Iran stresses total elimination of nukes

Tehran, April 11, IRNA – Iran’s deputy representative to the UN in a discussion session on disarmament said, the total elimination of nuclear weapons is the highest priority on the international security agenda.

Addressing the 2015 Substantive Session of the United Nations Disarmament Commission in New York, Gholam-Hossein Dehqani said the world is facing a ‘deep crisis of confidence’ because the nuclear weapon states are not observing their duties stipulated by the Non-Proliferation Treaty (NPT).

Full text of the Iranian envoy’s statement follows:

Statement by H.E. Mr. G. Hossein Dehqani

Ambassador and Deputy Permanent Representative

of the Islamic Republic of Iran to the United Nations

Before the 2015 Substantive Session of the United Nations Disarmament Commission

New York, April 9, 2015

In the name of God, the Most Compassionate, the Most Merciful

Mr.
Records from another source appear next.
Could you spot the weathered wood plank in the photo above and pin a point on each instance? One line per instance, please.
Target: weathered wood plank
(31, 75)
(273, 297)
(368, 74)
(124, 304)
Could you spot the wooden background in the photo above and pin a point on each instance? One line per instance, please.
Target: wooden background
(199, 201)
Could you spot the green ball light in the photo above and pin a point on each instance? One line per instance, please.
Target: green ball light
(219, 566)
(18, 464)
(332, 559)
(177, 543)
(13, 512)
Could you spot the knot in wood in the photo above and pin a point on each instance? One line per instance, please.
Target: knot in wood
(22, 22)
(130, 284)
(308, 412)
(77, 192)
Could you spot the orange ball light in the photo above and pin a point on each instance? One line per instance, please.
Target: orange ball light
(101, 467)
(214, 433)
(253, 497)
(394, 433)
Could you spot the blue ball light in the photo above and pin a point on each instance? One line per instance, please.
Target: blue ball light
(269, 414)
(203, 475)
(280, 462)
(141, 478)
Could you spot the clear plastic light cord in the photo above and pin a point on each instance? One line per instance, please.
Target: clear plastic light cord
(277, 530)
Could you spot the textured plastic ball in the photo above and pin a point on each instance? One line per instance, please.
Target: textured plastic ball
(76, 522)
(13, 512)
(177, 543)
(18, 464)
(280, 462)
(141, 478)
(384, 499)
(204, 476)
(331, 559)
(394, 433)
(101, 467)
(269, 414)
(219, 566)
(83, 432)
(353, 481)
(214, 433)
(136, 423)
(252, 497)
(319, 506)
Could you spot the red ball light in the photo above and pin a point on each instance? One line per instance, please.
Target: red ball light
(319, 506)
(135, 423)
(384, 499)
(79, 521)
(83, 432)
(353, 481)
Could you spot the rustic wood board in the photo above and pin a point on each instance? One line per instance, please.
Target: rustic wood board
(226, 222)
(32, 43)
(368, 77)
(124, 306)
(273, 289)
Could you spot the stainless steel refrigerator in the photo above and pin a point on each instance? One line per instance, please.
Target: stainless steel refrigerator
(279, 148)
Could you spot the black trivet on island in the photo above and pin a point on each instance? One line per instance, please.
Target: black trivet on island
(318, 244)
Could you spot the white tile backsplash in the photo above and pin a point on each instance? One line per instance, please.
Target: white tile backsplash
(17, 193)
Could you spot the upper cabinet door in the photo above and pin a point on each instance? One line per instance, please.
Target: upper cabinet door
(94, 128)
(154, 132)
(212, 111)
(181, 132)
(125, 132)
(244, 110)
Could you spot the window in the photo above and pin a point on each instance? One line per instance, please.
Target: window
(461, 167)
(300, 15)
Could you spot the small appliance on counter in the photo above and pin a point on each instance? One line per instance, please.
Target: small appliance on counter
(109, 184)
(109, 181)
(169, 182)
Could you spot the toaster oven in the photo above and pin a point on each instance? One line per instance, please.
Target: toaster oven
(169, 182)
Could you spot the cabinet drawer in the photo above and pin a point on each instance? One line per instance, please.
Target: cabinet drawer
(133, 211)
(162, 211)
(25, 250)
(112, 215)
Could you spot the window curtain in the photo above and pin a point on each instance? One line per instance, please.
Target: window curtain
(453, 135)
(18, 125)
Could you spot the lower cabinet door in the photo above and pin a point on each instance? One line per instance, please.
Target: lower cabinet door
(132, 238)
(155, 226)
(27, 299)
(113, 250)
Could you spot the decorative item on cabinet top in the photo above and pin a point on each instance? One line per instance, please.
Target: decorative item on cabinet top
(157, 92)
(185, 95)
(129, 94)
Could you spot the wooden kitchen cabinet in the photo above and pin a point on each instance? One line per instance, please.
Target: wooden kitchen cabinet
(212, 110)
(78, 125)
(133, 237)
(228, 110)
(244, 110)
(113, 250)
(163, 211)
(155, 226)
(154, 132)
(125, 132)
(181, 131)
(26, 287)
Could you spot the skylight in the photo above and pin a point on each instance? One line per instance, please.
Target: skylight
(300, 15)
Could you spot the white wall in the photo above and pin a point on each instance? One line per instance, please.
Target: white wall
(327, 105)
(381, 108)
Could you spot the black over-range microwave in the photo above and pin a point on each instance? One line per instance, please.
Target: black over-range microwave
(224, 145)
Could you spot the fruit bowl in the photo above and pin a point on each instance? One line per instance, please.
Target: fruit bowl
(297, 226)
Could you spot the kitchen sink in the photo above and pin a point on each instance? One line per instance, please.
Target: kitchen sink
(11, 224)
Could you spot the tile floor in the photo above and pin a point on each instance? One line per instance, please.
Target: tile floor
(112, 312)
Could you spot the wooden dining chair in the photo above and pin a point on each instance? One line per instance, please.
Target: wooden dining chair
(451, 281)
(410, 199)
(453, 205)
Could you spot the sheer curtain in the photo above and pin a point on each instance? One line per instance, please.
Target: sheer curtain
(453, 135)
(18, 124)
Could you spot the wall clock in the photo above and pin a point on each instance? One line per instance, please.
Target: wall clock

Chairman,

At the outset, I would like to congratulate you for your election to the Chairmanship of this important forum in the United Nations Disarmament machinery and I wish you success in discharging this responsibility. I also pledge my delegation’s active and constructive engagement in the work of the Commission. Allow me also to congratulate Ambassador Kairat Abdrakhmanov, and Mr. Bouchaib El Oumni for their well-deserved election as the Chairpersons of the two Working Groups.

My delegation associates itself with the statement made by the distinguished representative of Indonesia on behalf of the Non-Aligned Movement.

Mr. Chairman,

We are pleased that the Commission has commenced the first year of its new cycle with an agreed substantive agenda which includes one item on nuclear disarmament. The total elimination of nuclear weapons is definitely the highest priority in the disarmament and international security agenda. We hope that our deliberations in the Commission contribute to the upholding and strengthening of norms, principles, obligations and commitments relating to the nuclear disarmament as established by the Final Document of the first Special Session of the General Assembly Devoted to Disarmament (SSOD-I), the Non-Proliferation Treaty (NPT) and the outcome documents of its Review Conferences.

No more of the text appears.